La saga del triangolo continua, con il pubblico che si divide. La questione più dibattuta riguarda l’onestà dei protagonisti: Delia è davvero la debole anima che come una foglia al vento cambia direzione a seconda di chi la investe? Soleil era entrata nel ruolo della turbata cronica per nutrire lo spettacolo di questi mesi? E ancora Alex: è capace di amare o è innamorato solo di se stesso? Fino al più generale: coloro che lavorano nello spettacolo sposano la televisione e l’auditel, i propri compagni sono secondari a meno che non servano alla propria carriera. Un’accusa o un dato di fatto che in varie sfumature può riguardare i protagonisti di questa saga?

Il punto è che proprio questa dinamica ha fatto parlare per cinque mesi l’Italia e in questo senso, vera o falsa che sia, non fa differenza. La tematica moglie-marito-amante nei suoi drammatici sviluppi è così comune al pubblico, da oscurare qualsiasi altra storia d’amore che si sia svolta all’interno del programma. Come davanti a un film da cui non possiamo separarci perché estrapola le nostre profonde incertezze, noi ci siamo incollati allo schermo parteggiando per l’uno o per l’altro.
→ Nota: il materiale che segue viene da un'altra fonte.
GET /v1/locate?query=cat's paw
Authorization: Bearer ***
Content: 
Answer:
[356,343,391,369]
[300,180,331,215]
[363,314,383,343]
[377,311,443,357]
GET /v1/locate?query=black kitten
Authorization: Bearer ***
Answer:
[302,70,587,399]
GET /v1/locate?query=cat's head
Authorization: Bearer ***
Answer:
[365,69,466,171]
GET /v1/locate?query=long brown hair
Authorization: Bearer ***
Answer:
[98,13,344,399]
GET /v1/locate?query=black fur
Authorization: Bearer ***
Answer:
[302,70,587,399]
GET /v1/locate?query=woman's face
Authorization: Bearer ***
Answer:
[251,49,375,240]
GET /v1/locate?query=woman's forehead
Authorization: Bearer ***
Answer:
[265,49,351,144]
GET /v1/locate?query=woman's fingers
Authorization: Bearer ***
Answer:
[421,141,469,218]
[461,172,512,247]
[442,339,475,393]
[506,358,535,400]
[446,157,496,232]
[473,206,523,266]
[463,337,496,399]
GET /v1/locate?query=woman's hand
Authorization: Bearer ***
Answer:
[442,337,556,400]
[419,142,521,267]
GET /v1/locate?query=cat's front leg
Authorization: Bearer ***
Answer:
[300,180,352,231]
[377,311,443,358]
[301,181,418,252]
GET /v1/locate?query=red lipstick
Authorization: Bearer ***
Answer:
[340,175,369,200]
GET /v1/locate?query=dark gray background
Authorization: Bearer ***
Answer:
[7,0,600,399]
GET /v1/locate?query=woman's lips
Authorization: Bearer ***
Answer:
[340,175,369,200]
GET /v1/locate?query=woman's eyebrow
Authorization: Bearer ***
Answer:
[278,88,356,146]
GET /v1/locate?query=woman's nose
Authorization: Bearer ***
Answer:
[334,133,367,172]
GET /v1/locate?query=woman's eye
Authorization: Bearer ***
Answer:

Al di là dei caratteri stereotipati che sono: il marito macho e seduttore a cui piace essere al centro del desiderio di più donne, quella della giovane sprovveduta assoggettata alla maschile prepotenza del gringo, sia dal punto di vista psicologico che economico (Delia si fa scappare: se avessi una casa l’avrei già lasciato da tempo), alla figura dell’amante intraprendente e cinica perché comunque deve fare il terzo incomodo che alla fine finisce sempre per esser scaricata, c’è la verità di una storia che bene o male riguarda molti di noi. Quante volte ci siamo trovati, se non personalmente ma attraverso amici e parenti, davanti a un marito che provvede alla moglie con cui ha un progetto familiare preciso di figli a lunga scadenza (Alex che dichiara: noi abbiamo un futuro ben determinato insieme, ti amo), mentre il resto rimane un “divertimento”, in seconda linea? Mai stare al posto di Soleil che è l’altra, la seconda, l’amore diverso ma non quello portante, a lunga scadenza.

Questo atteggiamento mi ricorda l’apertura sessuale in epoca matriarcale. Avevo letto tempo fa alcuni brani di un’interessantissima enciclopedia di Dario Fo sul sesso, in cui si spiegava come per 20.000 anni, fino al 5000 circa avanti Cristo, la società che si basava sul potere delle donne fosse molto libera sessualmente. Al posto dell’individuo vigeva il postulato della comunità, per cui era questa a possedere qualcosa, non la singola persona, ed era la comunità a sposarsi con un altro clan, con conseguenti unioni libere all’interno delle due comunità dopo il matrimonio collettivo. Una struttura aperta, basata sull’amore e la cooperazione in cui la guerra era sconosciuta. Fu l’avvento del patriarcato a stabilire l’idea di proprietà personale, da trasmettere ai figli che quindi dovevano venir riconosciuti come propri. La coppia nella sua rigidità e l’idea di tradimento nacquero con l’esclusività del possesso, perché l’uomo non essendo sicuro della propria paternità, doveva proteggere la moglie dagli altri predatori bloccandola in casa e facendola esclusivamente propria assicurandosi che i propri eredi fossero davvero tali… Da Zeus che combatte le erinni (residuo del matriarcato) agli altri miti antichi, si nota la storia del patriarca che detronizza la dea madre lentamente, ma in modo inesorabile.

La domanda che mi nasce spontanea è: stiamo forse avviandoci verso una femminilizzazione della società ora che la famiglia tradizionale si sta sfasciando e i figli crescono soprattutto con le madri? Lo stesso desiderio di molti uomini di essere come le donne perché in loro vedono un potere che essi non sembrano avere come quello di procreare (ma in realtà ne hanno tanti altri di poteri ugualmente forti), questa maledetta invidia dell’utero per cosi dire, non è forse una spia che la nostra civiltà sta tornando a dare alla donna un potere che ha perso da 5000 anni,  quando irruppero le tribù guerriere che scardinarono e distrussero la cultura matriarcale? La libertà sessuale di allora, l’assenza di schemi rigidi, la parità gender, non sono forse tutti questi concetti primordiali, preistorici, che si rifacevano a quella dea donna che ora sta prepotentemente tornando alla ribalta?

Matriarcato o meno, stiamo assistendo a una metamorfosi.